Malaria remains the world most important parasitic disease of public health importance. The Roll Back Malaria (RBM) Initiative was launched in 1998 with the aim to markedly reduce malaria morbidity and mortality. In the year 2000, the world launched Millennium Development Goals (MDGs) and Goal 6C was to halt and reverse the incidence of malaria by 2015. Following the end of MDG, the World Health Organization member states, Nigeria inclusive, on 20th May, 2015 agreed on a new global malaria strategy for 2016-2030.
These are discussed and addressing these challenges is central to achieving malaria elimination in Nigeria. It has been vividly observed that Conflicts, terrorism, insurgency, internally displaced persons and migration Civil wars have many negative consequences which include the destruction of civil infrastructures and the loss of human lives. There are many other important consequences related with the health status of the surviving victims of the civil war which can have very long lasting effects on the productivity of the economy and the health conditions of the country. The infection with the malaria parasite is one of these circumstances. The massive movement of non-immune people across areas infested with the malaria vector is one of the consequences of civil wars. A typical example is the decades of Boko Haram insurgency in northeastern states which destroyed physical infrastructure, social structures and virtually collapsed the health system.
Malaria control situation is threatened by the impact of refugees, returnees, internally displaced populations, and natural disasters, i.e. flooding, that put added strain on an already weakened system from years of conflict and that may destabilize whatever gains that have been made. The situation is aggravated by an increase in population due to refugees, returnees and internally displaced persons. Accordingly, the country experiences exceedingly high malaria transmission intensities with inherent high morbidity and mortality rates. Internally Displaced Persons (IDPs) in Nigeria are mostly found in northeastern region of the country as a result of Boko Haram insurgents that hits them which led them to flee from their ancestral domain.
Despite the efforts made by both the government and non-governmental organizations in playing a vital role in fighting against malaria amongst IDPs in northeastern states, the organizations include WHO, Medicines Sans Frontier, UNICEF, Nigerian Medical Association, etc. Still malaria cases are being found in various IDPs camps. According to Northeast Nigeria Response, made by Borno State Health Sector Bulletin, reports that “about 1, 687,703 IDPs were recorded in 5th November, 2016. The states include: Adamawa, Borno, and Yobe State respectively.

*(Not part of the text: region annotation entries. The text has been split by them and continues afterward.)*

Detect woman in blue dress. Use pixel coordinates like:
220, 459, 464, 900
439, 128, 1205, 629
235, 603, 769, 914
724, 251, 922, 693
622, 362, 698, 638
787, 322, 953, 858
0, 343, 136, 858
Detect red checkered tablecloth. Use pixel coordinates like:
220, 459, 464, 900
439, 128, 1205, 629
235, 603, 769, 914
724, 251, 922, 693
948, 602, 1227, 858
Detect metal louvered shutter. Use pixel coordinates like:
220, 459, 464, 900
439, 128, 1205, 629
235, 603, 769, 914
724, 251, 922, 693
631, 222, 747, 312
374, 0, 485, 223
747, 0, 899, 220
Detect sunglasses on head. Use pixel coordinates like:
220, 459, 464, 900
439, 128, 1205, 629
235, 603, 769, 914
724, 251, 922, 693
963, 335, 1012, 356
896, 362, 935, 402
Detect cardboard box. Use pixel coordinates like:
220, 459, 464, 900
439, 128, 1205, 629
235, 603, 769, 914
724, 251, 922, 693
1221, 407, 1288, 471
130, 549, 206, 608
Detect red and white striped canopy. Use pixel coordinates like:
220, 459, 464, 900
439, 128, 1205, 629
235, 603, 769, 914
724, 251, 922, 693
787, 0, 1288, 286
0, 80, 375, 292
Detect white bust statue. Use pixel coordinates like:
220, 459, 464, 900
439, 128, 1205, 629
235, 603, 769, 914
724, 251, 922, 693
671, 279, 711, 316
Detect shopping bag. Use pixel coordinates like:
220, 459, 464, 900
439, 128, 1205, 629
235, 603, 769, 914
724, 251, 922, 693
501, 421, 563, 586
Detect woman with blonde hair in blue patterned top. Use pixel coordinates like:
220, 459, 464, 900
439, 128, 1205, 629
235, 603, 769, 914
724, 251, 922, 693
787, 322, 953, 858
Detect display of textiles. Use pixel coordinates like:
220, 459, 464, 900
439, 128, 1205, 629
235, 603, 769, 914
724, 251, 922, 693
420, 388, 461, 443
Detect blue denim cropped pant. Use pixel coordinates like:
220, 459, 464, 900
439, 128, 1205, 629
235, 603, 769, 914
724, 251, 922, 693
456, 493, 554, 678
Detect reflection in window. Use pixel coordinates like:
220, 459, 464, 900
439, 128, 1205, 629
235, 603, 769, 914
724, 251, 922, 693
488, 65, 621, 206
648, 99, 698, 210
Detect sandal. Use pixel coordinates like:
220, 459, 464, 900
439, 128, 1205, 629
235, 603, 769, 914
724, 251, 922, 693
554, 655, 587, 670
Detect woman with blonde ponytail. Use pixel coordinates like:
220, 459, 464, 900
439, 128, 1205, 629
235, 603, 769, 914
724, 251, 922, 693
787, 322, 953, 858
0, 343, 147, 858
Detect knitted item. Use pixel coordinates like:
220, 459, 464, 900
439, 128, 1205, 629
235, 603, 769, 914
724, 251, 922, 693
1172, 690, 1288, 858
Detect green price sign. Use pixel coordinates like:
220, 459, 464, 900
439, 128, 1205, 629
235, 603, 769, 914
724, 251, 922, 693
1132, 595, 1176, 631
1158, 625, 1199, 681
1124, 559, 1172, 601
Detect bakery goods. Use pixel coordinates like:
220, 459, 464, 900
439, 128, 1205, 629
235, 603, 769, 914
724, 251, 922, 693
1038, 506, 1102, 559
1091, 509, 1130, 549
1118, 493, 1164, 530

The Borno State weekly surveillance reports as well as shows malaria, respiratory infections and watery diarrhea as the three leading causes of morbidity in the camps in Borno State. In Epi week 43, 12,526 consultations were recorded from 23 IDP camps, 5,295 only for malaria cases”. Internally Displaced Persons’ camps in Nigeria especially those that are unregistered with government are crowded with different folks of different characters from diverse background, with inadequate infrastructures, poor sanitation, lack of enough food and medication, poor orientation on health status, discrimination and stigmatization by people, crowding, unlawful detention and many more challenges.

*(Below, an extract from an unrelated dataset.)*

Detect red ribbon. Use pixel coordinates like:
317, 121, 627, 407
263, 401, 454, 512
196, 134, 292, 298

Internally displaced persons at various Nigerian IDPs camps such as new Kuchingoro camp in Abuja reportedly in 2016, have complained about rising cases of malaria infection in the camp.
The camp secretary, Mr. Enoch Yohannah, said about 20 IDPs mostly women and children were in critical condition by then. This is to draw the attention of Government and Non-Governmental organizations, donors and aides groups to enhance their actions for savings and reviving more lives.